When asked to sketch the graph of
g(x)= -e^(x+1) +1, how do I turn this equation into exponential form?
Or can I? I always get confused on what to do especially when I need to the x part of the equation out of the exponent.
g-1 = -e^(x+1)
1-g = e^(x+1)
x + 1 = ln (1 - g)
x = ln(1-g) -1
g will always be less than 1.
Is that what you want? I don't know what you mean by "exponential form"
You can always sketch the graph using the original equation. Just assume different x values, compute g for each, and plot the result
My book says a way for me to graph/plot points for my function is to write it in exponential form. For example. "Graph (fx)= log base 2(x-2)
y=log base 2 (x-2)
x-2=2^y
x=2^y + 2
So now I can just plug any y value in to get my x value to graph my translated graph. So I was wondering on how to be able to put the above function in exponential form as well? I know when you're done with the graph it's supposed to go through the point (-1,0) and the asymptote is y=1, but I don't know how to get there.
To turn the equation g(x) = -e^(x+1) + 1 into exponential form, you need to isolate the exponential term, which in this case is e^(x+1).
Step 1: Start with the equation g(x) = -e^(x+1) + 1.
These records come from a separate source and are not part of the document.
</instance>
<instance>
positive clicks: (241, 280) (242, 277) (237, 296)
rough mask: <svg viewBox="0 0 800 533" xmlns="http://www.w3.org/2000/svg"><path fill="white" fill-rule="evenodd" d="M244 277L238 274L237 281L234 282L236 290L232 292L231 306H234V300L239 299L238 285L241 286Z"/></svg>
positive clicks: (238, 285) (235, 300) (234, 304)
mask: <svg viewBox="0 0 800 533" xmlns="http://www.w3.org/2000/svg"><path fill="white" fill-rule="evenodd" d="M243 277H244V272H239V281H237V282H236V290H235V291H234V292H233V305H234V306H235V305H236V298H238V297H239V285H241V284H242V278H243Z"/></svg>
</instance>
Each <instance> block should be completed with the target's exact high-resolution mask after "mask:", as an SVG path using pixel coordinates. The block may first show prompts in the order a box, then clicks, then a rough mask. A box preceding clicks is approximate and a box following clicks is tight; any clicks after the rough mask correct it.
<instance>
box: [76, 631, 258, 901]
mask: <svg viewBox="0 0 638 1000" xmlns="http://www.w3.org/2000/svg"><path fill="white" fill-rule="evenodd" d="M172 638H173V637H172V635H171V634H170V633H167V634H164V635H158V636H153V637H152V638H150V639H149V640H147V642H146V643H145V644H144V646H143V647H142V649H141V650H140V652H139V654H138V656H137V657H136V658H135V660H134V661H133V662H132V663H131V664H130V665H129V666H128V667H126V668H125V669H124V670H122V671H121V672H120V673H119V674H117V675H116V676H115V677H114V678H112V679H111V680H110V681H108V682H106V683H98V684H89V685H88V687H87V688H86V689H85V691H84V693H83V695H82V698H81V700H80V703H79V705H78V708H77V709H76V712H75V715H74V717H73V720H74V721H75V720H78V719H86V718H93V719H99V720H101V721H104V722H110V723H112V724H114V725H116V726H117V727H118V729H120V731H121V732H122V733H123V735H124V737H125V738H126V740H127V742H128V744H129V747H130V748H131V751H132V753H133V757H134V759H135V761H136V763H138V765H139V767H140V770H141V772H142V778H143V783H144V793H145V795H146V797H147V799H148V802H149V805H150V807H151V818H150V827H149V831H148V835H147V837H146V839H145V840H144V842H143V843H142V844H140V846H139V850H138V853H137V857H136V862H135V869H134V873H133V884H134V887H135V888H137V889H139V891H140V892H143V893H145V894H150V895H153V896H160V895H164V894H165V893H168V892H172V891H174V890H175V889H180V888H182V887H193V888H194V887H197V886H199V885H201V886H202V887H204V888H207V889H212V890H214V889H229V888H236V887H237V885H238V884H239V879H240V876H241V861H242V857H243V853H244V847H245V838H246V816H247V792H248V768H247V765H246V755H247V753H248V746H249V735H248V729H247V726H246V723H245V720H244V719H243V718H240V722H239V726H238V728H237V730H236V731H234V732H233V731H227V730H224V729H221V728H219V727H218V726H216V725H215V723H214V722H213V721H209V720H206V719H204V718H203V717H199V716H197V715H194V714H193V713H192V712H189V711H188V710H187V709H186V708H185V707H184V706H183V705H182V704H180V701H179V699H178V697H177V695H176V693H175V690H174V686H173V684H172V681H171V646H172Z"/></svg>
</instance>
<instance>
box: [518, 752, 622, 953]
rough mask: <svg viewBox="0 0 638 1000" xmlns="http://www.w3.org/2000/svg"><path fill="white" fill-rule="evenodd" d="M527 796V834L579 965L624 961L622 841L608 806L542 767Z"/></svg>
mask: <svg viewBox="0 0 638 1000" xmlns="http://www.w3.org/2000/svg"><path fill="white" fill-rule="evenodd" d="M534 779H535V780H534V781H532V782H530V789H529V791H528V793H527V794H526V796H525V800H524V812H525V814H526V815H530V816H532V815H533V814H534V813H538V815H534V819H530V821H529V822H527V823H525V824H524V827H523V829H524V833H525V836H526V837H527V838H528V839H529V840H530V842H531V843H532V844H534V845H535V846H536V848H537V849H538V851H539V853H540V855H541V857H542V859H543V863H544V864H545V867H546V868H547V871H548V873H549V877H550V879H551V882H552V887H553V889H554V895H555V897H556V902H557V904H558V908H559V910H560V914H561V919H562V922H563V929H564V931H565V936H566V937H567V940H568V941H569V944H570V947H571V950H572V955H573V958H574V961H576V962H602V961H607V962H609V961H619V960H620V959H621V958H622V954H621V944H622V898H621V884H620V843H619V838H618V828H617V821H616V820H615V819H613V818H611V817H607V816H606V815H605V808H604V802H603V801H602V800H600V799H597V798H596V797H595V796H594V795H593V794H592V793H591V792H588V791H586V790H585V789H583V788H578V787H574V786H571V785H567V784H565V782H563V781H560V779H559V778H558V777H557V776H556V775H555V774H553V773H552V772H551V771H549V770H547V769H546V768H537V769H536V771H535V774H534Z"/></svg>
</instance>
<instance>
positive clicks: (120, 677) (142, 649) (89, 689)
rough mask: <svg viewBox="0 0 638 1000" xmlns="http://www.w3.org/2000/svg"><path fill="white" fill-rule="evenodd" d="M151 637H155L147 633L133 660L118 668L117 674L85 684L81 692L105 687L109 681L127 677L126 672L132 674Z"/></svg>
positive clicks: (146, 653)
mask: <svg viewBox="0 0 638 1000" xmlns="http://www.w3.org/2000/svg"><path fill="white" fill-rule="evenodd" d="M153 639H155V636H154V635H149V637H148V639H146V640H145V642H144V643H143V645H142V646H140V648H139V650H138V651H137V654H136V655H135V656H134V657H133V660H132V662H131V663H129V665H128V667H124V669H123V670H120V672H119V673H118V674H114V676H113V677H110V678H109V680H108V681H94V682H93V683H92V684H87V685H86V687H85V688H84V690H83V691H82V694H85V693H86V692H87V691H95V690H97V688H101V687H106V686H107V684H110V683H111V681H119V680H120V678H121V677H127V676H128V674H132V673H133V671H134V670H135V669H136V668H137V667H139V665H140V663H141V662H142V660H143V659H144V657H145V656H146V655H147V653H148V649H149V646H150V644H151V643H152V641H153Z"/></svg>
Step 2: Move the constant term (1 in this case) to the other side of the equation by subtracting it from both sides:
g(x) - 1 = -e^(x+1).
Step 3: By multiplying both sides of the equation by -1, you can change the sign to get:
1 - g(x) = e^(x+1).
Now, the equation is written in exponential form, where the base is e and the exponent is (x+1).
However, note that not all exponential equations can be easily rearranged into this form. In some cases, it may be more practical to work with the equation in its original form, such as when graphing a function.